Eritrea ist das Land der Flucht. Es sind vor allem junge Menschen, die ihre Heimat verlassen. Über 40.000 waren es allein im letzten Jahr. Sie fliehen, um dem Militärdienst mit unbestimmter Dauer zu entgehen, und auch vor der schwierigen wirtschaftlichen Situation. Neue Reformen sollen nun die Migration stoppen.

Von Linda Staude | 01.10.2016
    Beschreibung:Meron aus Eritrea blickt am 19.08.2015 im Zug von Rom nach Bozen (Italien) aus dem Fenster. Auf der Flucht vor Hunger Krieg und Verfolgung suchen viele Flüchtlinge das Glück in Europa
    Viele junge Leute verlassen Eritrea: Trotz guter Ausbildung ist es schwierig für sie, sich eine Zukunft in ihrer Heimat aufzubauen. (picture alliance/ dpa/ Nicolas Armer)
    Der Medebar-Markt in Asmara. Auf dem riesigen Gelände hämmern Handwerker Metall zurecht. Große Öfen und Vorratstanks stehen gestapelt zum Verkauf bereit. Stefanos schweißt in seinem kleinen, dunklen Laden Metallgestelle für Stühle und Betten zusammen. Er ist misstrauisch und vorsichtig.Über Politik will er kein Wort sagen. Aber über sein Geschäft redet der 23-Jährige dann doch. Die Situation in unserem Land ist sehr hart. Die Wirtschaftskrise macht es sehr schwer, beispielsweise eine eigene Familie zu gründen. Aber ich hoffe, dass bessere Zeiten kommen werden. Ob das heißt, dass er das Land verlassen will, wie so viele seiner Altersgenossen, sagt er nicht. Eritrea laufen seine Menschen davon. Über 40.000 allein im vergangenen Jahr. Christian Manahl, der Botschafter der Europäischen Union in Eritreas Hauptstadt Asmara:
    "Der Hauptgrund, würde ich sagen, ist die unklare Dauer des nationalen Dienstes. Und das macht es praktisch unmöglich oder sehr schwierig für junge Leute, ihre Zukunft zu planen."

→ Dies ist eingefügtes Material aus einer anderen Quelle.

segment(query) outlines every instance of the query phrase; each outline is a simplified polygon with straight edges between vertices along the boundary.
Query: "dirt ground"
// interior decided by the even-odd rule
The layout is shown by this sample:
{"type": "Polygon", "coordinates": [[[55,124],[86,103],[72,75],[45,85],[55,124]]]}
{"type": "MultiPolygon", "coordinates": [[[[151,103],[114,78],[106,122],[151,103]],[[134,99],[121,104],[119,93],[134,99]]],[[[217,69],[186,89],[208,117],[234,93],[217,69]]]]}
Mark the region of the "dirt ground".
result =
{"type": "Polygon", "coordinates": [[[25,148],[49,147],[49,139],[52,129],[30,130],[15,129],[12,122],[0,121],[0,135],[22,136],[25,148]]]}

    "Wir konnten keine guten Gehälter zahlen"
    Hinzu kommen wirtschaftliche Gründe, der Mangel an Arbeitsplätzen, die miese Bezahlung. Yemane Gebreab, der Berater des Präsidenten, verteidigt das als unbedingt notwendig in einem Land, das immer noch vom übermächtigen Nachbarn Äthiopien bedroht wird und das zu den ärmsten der Welt gehört.
    "In den vergangenen zehn Jahren kamen unsere Lehrer, unser Personal im Gesundheitswesen, in der Landwirtschaft, in der Verwaltung, jeder im öffentlichen Dienst aus dem nationalen Dienst. Wir konnten ihnen keine angemessenen Gehälter zahlen, weil wir das Geld dafür nicht hatten."
    Reformen haben begonnen, fügt er hinzu. So wird der verhasste Dienst neuerdings besser bezahlt - weil die wirtschaftliche Lage sich verbessert hat. Eritrea ist stolz darauf, was es beim Aufbau der jungen Nation erreicht hat. Durch einen schmalen Kanal strömt Wasser auf ein sorgfältig bepflanztes Beet. Tomaten wachsen hier neben Reihen mit Blumenkohl, Spinat, Karotten und Gewürzen. Ein kleiner Generator brummt vor sich hin. Er betreibt eine Pumpe, die das Wasser aus einem Damm ein paar Hundert Meter den Berghang hinauf auf die Felder leitet.
    "Wir haben sehr viel Wasser in diesem Dorf. Wir sind nicht reich, aber auch nicht arm. Und wir wandern nie aus. Das Dorf hat diese Gärtnerei, und wir pflanzen 22 Sorten Gemüse"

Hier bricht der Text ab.